From the point of view of equity I want to explain what this will mean. It will mean that the information base will be open to everybody. It will mean that the GP will be on hand to assist everyone to use that information. It will mean that people will be able to make decisions that fit into their own lives and their own calendars. Not just those who know a hospital consultant – but everybody for every referral.
That’s why our approaches to increasing choice and increasing equity go hand in hand. We can only improve equity by equalising the information and the capacity to choose. And we can only provide those choices when we have increased the capacity of the NHS.
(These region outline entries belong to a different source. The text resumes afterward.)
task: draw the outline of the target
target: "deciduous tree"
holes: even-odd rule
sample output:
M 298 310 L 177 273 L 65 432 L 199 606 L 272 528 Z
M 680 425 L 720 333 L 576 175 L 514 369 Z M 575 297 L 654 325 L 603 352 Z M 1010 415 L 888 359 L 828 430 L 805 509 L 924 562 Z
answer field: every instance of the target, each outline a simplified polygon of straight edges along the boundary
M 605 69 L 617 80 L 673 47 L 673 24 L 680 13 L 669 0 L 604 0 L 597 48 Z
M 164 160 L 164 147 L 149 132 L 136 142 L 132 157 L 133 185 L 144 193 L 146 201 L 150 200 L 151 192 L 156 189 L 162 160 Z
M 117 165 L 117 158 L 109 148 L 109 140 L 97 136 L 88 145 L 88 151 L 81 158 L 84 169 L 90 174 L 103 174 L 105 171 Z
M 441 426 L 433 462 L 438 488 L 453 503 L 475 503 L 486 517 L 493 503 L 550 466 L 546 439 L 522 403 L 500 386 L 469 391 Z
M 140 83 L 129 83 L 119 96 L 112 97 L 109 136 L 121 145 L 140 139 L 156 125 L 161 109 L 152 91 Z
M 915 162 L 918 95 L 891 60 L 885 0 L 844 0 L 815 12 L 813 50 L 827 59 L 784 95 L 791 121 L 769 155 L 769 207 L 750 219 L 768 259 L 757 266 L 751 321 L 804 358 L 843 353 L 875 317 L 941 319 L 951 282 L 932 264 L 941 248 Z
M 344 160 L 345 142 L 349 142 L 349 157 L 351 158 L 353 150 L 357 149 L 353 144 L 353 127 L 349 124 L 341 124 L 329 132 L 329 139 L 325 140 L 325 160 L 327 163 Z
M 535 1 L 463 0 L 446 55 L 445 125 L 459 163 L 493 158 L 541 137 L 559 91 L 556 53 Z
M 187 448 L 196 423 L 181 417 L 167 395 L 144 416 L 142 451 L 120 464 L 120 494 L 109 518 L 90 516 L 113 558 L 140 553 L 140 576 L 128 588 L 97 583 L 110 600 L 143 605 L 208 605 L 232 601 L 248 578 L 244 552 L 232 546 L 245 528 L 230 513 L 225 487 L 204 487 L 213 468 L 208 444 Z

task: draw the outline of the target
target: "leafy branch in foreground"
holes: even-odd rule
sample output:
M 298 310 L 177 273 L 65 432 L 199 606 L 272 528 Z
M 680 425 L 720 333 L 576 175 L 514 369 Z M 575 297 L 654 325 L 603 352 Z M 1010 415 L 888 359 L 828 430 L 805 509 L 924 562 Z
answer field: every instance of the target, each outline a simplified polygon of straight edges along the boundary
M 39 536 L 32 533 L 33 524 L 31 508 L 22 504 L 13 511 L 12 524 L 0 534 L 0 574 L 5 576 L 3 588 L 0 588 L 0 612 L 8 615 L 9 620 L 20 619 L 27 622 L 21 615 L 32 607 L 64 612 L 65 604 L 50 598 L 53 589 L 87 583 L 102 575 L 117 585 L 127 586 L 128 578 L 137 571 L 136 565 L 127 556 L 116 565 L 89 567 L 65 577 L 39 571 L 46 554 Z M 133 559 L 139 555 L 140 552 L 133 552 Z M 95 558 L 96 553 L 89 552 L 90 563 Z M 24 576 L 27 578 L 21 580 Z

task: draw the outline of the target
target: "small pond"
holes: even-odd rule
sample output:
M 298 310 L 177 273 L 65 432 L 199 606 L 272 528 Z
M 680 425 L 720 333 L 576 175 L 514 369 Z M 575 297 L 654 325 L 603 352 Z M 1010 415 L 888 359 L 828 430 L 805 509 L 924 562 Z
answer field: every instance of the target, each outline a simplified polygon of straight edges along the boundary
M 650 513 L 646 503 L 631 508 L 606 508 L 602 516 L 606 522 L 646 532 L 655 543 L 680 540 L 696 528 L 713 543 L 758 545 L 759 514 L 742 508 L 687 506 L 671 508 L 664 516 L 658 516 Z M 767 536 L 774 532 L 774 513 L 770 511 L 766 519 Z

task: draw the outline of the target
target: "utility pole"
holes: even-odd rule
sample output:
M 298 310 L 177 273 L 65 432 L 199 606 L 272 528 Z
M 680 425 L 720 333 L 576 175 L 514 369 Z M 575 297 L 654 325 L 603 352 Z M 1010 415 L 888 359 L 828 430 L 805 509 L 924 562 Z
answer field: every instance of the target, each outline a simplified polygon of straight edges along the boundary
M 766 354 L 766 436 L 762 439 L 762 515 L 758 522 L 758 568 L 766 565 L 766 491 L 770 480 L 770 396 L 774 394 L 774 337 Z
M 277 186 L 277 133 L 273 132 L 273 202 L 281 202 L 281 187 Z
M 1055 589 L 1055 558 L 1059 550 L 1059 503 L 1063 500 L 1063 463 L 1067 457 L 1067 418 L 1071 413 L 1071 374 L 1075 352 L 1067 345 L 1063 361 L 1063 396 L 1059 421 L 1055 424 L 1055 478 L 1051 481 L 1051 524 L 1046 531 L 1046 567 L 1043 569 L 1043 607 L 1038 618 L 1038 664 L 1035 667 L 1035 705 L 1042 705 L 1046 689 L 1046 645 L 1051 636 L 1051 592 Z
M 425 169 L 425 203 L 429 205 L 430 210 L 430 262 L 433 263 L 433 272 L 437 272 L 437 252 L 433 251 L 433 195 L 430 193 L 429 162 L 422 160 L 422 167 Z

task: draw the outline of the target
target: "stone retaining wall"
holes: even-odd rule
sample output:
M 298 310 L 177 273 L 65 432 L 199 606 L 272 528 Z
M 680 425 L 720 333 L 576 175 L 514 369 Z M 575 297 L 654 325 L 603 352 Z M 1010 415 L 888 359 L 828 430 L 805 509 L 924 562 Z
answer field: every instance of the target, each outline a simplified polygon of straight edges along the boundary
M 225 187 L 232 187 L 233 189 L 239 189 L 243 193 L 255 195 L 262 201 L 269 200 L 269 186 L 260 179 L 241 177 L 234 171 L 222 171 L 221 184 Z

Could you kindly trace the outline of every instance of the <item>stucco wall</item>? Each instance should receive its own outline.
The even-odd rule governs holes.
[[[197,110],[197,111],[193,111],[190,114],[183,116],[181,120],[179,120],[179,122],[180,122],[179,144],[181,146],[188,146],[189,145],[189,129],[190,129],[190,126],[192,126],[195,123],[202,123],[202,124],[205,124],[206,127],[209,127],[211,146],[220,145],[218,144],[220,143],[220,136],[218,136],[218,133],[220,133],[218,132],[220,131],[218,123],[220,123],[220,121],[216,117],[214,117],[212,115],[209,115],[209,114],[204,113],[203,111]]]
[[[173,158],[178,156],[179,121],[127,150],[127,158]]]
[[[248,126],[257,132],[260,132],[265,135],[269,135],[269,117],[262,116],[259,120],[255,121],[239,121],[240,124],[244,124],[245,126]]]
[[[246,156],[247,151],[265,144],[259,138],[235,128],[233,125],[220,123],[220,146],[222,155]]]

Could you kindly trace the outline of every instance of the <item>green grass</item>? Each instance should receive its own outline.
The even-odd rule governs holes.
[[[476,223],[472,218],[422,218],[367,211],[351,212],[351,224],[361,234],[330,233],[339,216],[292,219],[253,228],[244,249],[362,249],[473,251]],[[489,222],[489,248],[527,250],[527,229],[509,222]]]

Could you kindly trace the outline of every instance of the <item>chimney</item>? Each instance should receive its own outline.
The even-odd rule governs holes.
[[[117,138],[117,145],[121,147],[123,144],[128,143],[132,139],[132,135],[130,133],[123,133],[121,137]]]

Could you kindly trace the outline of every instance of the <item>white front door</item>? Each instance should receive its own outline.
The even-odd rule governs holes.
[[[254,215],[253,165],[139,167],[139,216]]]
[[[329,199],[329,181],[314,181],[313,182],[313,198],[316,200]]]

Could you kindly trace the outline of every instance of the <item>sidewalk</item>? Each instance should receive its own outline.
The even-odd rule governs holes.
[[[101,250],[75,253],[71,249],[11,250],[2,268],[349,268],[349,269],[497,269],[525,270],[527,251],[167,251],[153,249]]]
I know some believe that providing everyone with choice automatically biases the system against those who are socially disadvantaged and will lead to inequity. There are two problems with that position. First, as I’ve said, the existing system of not providing everyone with choice has not created equity.
They are wrong for a second reason. Working people, poorer people, people who have disadvantages in their lives are quite capable of making difficult choices. Living the lives that they lead, they make very difficult choices every day.
– Trying to make the most of a small income.
– Coping with a world where English is not your main language.
– Trying to tussle through a bureaucratic maze to get your rights.
These are everyday activities for disadvantaged people and they need great capacity to survive and thrive. Such people – if given the information and the support of their GP – will be able to make choices for their health and their health service. And anyone that denies this is simply patronising people.
So we start from a position that recognises a painful truth. 55 years of a ‘uniform service’ has not created equality of access. If we believe in greater equality of access we need to empower not just the few but the many. To do this we need to put the information and support in the hands of every patient and encourage them to take a greater say in where they have their treatment.
The Government this week has been accused of being “ideologically timid”. But the course I have outlined is not for the fainthearted. This is not a hunker in the bunker policy. It is a real challenge to those who mistake the structures of the NHS for its values. If we were not addressing the issue of equity then thinktanks could rightly claim we had “lost our way”. But we have not.
It is by developing choice and capacity in the NHS that Labour will increase equity in health in his country. If we were timid or had lost our way we would not – painfully at times – be reforming the NHS. But this would be the ultimate betrayal of modern working families since a failure to reform the NHS would soon be rightly seen as a failure to defend the NHS.